Pariahs they may be, but the FTSE’s mining four are going to be in the thick of this surge in demand. If we think of the metals most needed to power the energy transition – copper, nickel, cobalt and lithium – then each of these companies is a top five producer in one or more of them. Nor is it just these metals. Wind turbines use huge amounts of steel, which in turn requires iron ore and coking coal. Alternative, green steel is still a long way off.
According to recent research by the International Monetary Fund, the total value of metals production will need to rise more than four-fold for the period 2021 to 2040, rivaling the total value of current crude oil production, in order to achieve the net zero by 2050 goal.
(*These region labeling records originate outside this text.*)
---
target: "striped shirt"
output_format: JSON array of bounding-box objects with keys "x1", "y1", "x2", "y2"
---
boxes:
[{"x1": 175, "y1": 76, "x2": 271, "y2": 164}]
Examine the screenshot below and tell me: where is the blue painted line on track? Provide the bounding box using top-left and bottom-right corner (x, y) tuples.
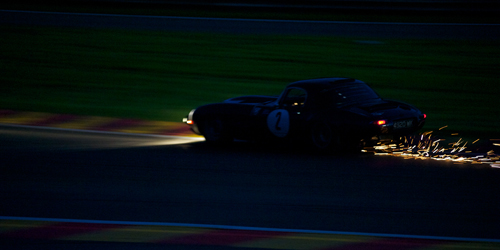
(0, 216), (500, 243)
(0, 10), (500, 26)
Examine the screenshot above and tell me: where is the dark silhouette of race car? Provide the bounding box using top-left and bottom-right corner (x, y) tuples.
(184, 78), (426, 151)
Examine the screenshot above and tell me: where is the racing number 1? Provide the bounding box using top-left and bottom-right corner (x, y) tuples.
(274, 112), (281, 130)
(267, 109), (290, 138)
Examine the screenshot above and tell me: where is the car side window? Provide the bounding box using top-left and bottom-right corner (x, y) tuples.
(283, 88), (307, 108)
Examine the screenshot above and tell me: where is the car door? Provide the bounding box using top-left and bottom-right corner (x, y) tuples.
(267, 87), (307, 138)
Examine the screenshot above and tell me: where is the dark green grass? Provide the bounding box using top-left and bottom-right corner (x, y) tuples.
(0, 27), (500, 136)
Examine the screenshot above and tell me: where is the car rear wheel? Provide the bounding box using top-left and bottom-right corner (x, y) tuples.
(202, 119), (232, 144)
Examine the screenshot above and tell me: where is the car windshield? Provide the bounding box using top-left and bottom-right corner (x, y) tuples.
(323, 83), (379, 105)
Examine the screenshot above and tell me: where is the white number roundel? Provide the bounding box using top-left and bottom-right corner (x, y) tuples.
(267, 109), (290, 137)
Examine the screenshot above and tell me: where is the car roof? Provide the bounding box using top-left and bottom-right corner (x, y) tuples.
(287, 77), (364, 90)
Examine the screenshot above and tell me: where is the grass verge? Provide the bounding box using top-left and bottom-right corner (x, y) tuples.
(0, 26), (500, 139)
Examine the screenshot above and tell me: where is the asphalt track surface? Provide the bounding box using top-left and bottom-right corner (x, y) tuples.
(0, 126), (500, 239)
(0, 10), (500, 40)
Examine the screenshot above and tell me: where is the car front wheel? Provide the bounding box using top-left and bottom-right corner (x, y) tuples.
(310, 122), (337, 151)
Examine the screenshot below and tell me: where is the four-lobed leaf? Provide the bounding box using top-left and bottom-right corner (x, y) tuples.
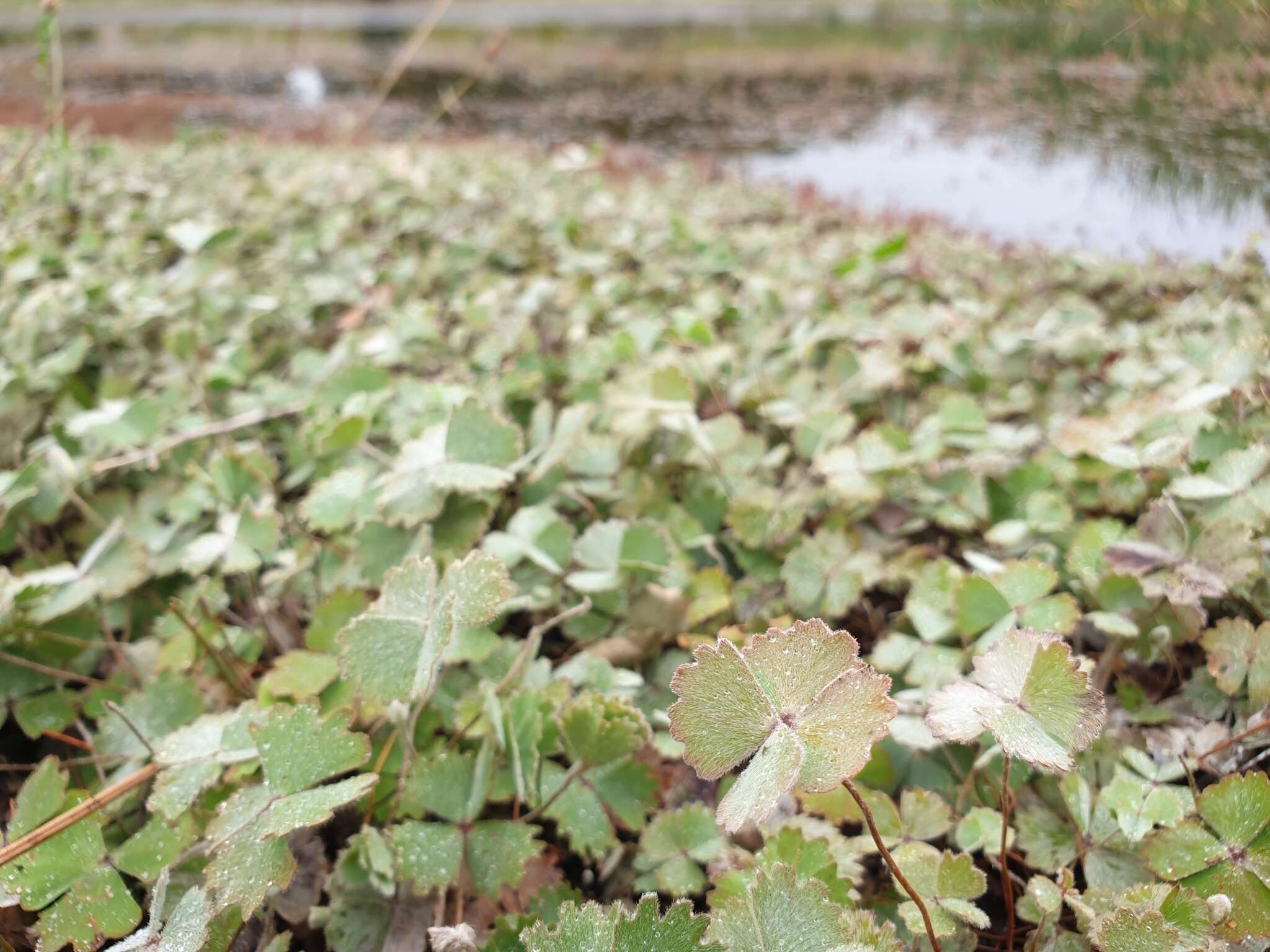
(1145, 772), (1270, 938)
(669, 618), (895, 831)
(926, 628), (1106, 770)
(337, 552), (513, 705)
This will in turn cause metal prices to surge to unprecedented levels.
Looking at the long term history of commodity prices, we see a huge real terms reduction even as global demand soared. That’s both because of the discovery of bountiful new sources of supply and because of dramatic improvements in extraction technologies and transport. But that long term pattern is interrupted by so-called supercycles that coincide with sustained periods of industrialisation and infrastructure spending.